Confusões na Web brasileira - O que é que está acontecendo na Internet no Brasil?
Raphael Mandarino
Presidente da Associação Nacional dos Usuários de Internet (Anui) e membro do Comitê Gestor da Internet no Brasil
De repente, sem mais nem menos, vemos uma série de eventos, aparentemente desconexos, atropelarem como um vendaval a calmaria próspera da Internet brasileira. São ações, indagações, insinuações e, por que não dizer, denúncias que à primeira vista preocupam, pois são apresentadas revestidas de "boas intenções" por proeminentes membros da comunidade científica e empresarial.
Variam os interlocutores e a forma do ataque, mas a tônica e o objetivo são sempre os mesmos. Por alvo mais evidente temos a Fapesp e o serviço de registro de domínios.
Mas o que é que está acontecendo mesmo? Por que esta onda agora? O que eles pretendem na verdade? Vamos tentar jogar alguma luz nesta confusão e colocá-la em pratos limpos! Já que, até onde podemos enxergar, parece que ou estamos diante de um grande desconhecimento do que é a gestão dos nomes de domínios no Brasil ou estão agindo de má fé em suas colocações.
É interessante notar ainda que estamos diante da mais inacreditável seqüência de coincidências e sincronismo involuntário nas ações que mereceriam registro no Guinness Book, fora a sensação de que há algo de muito estranho e planejado para ser considerado um evento natural.
Mas, vamos lá!
Primeiro foi um que atacou a administração de domínios no Brasil exercida pela Fapesp, chamando de "monopólio", na argumentação de seu questionamento, sobre o porquê da Fapesp ter sido escolhida para tanto e, pontificando como solução, baseado no princípio federativo do Estado em que vivemos, que então este serviço deveria ser regionalizado, assim como a sua receita - questão de fundo - com as co-irmãs da Fapesp em outros estados.
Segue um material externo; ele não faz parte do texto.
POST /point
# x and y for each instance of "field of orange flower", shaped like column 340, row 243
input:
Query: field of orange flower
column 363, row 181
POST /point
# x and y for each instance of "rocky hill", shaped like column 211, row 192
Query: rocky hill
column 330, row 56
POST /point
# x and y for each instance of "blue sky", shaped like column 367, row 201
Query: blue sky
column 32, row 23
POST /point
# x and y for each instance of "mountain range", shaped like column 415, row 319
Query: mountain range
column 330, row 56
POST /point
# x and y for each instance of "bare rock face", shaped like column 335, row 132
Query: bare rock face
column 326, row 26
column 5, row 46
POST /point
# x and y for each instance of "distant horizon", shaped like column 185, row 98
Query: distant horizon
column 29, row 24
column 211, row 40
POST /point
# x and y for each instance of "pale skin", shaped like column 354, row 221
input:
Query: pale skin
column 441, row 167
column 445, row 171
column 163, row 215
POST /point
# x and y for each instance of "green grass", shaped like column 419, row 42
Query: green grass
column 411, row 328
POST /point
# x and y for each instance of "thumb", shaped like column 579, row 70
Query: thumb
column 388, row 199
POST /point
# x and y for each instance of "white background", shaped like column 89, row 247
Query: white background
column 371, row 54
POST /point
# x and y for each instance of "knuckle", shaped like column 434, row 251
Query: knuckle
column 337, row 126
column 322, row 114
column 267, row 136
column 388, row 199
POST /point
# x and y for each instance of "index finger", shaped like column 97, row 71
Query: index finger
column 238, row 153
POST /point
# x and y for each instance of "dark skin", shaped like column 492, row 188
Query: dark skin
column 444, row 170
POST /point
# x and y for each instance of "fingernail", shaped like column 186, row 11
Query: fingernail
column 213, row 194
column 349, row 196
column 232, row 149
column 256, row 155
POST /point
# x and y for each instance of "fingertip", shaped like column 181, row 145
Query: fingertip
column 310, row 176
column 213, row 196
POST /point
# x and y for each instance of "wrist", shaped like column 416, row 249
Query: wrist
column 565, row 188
Aqui fico com a dúvida sobre se estamos diante de desconhecimento ou má fé. Fazer afirmações sobre "divisão de recursos" em se tratando das retribuições sobre o serviço de registro de domínios é, no mínimo, uma grande bobagem ou uma "escada" para outra intenção não claramente explicitada.
Digo bobagem porque demonstra um inconcebível despreparo e total desconhecimento sobre como e porque a Fapesp está auxiliando o Comitê Gestor nesse assunto, bem como ignora as regras de gestão de nomes de domínios no Brasil e mesmo como ela se dá no exterior.
Felizmente, sobre este assunto não se tem uma vírgula a mais a comentar do que o exposto no brilhante artigo do professor Ivan Moura Campos, que recomendo às pessoas bem intencionadas e interessadas em conhecer como funciona este serviço. Lembrando que o dinheiro arrecadado é da Sociedade Internauta Brasileira e, para ela e em benefício dela, deve ser revertido.
Digo que poderia ser uma "escada" porque, coincidentemente ou não, esta primeira investida - argumentar cândida e erroneamente que os serviços e conseqüentemente os recursos deveriam ser partilhados entre as Fundações de Apoio a Pesquisa - poderia gerar situações bem interessantes, pois como nem todas estariam preparadas para prestar tal serviço, quem sabe um empresário amigo poderia suprir estas necessidades? Alguém com um olhar de ave de rapina aplicaria a lógica do dividir para conquistar.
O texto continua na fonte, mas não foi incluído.